Courtesy of clever, unobtrusive trick camerawork, Jeremy Irons plays the dual role of Elliot and Beverly Mantle – telepathic identical twin brothers who are both world-renowned gynaecologists and run a fertility clinic in Toronto.
The twins share everything from their clinic to their women but their relationship is disturbed when they encounter childless actress Claire (Genevieve Bujold), who has three cervixes.
As the delicate balance between the twins is fatally frayed, she realises that she has been making love not to one man but two.
Elliot is the more charming, morally dubious one and more in charge. He knows the danger that Claire brings but the innocent Beverly is more vulnerable – this triangle eventually sending him over the edge through a misunderstanding into depression and drug abuse.
This is a deeply morbid movie, black with Cronenberg’s association of sex with bodily decay and bright with the harsh light refracted from the clinical instruments on which his camera lingers with baleful relish.

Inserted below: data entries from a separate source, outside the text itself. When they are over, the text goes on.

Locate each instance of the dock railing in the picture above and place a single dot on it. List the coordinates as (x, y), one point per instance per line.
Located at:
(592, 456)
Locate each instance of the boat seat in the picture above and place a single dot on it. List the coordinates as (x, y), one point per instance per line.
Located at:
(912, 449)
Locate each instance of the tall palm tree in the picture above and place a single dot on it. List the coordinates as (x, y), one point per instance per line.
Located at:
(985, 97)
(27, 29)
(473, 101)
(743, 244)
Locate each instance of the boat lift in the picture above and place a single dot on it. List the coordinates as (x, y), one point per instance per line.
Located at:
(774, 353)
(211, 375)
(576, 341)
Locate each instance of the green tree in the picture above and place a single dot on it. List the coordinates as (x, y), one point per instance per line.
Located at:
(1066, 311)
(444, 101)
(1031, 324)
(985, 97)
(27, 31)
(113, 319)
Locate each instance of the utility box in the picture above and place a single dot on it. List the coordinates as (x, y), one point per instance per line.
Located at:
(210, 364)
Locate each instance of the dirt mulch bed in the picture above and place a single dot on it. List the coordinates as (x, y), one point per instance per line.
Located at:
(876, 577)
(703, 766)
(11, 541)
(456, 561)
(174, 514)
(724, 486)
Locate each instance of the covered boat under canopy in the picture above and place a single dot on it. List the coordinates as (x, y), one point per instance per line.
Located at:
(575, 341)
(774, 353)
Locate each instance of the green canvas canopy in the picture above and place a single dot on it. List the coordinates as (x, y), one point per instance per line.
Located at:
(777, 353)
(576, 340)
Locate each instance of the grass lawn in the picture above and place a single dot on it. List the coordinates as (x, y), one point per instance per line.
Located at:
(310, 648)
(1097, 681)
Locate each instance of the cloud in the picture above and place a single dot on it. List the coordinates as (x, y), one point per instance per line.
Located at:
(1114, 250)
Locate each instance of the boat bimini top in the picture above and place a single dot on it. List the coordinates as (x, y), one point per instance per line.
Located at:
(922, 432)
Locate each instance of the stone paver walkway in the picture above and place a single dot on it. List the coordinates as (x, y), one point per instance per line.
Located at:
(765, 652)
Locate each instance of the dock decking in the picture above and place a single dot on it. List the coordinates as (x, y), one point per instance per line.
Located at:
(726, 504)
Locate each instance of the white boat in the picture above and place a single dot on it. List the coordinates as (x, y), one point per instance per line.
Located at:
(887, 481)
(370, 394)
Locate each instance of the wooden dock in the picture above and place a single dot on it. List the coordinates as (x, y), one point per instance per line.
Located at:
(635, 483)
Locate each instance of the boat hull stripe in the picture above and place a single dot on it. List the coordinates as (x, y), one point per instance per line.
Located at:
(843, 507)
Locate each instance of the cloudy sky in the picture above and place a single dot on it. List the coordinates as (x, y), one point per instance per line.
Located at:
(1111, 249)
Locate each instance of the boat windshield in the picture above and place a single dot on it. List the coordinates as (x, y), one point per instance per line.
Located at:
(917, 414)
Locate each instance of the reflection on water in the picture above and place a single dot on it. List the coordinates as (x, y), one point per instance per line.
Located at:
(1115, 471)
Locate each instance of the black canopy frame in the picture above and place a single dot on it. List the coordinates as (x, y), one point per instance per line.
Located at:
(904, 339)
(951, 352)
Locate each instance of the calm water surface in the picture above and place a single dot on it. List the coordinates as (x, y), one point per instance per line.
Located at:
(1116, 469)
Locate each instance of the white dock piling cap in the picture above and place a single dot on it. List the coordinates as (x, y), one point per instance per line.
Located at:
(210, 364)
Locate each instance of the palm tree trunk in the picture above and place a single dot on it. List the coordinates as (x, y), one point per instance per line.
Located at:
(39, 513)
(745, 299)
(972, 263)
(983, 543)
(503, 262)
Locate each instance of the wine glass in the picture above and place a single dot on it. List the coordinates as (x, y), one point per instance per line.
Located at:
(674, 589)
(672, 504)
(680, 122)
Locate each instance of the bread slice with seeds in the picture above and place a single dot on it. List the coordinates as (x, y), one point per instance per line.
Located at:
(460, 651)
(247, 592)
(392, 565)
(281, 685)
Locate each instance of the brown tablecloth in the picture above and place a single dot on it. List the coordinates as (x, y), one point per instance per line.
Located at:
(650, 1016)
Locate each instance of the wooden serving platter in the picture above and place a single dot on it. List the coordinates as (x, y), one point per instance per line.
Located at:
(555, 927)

Despite the lack of gore and blood, Cronenberg’s more grotesque inclinations do flicker here occasionally as the deluded Beverly starts to imagine mutant women with gynaecological problems and has metallurgist Anders Wolleck (Stephen Lack) design a strange set of disconcertingly medieval-looking medical instruments for him – “There’s nothing the matter with the instrument, it’s the body. The woman’s body is all wrong!”
This finely wrought urban horror tale from Cronenberg was inspired by the true story of identical twin gynaecologists who were found dead on New York’s Upper East Side in 1975.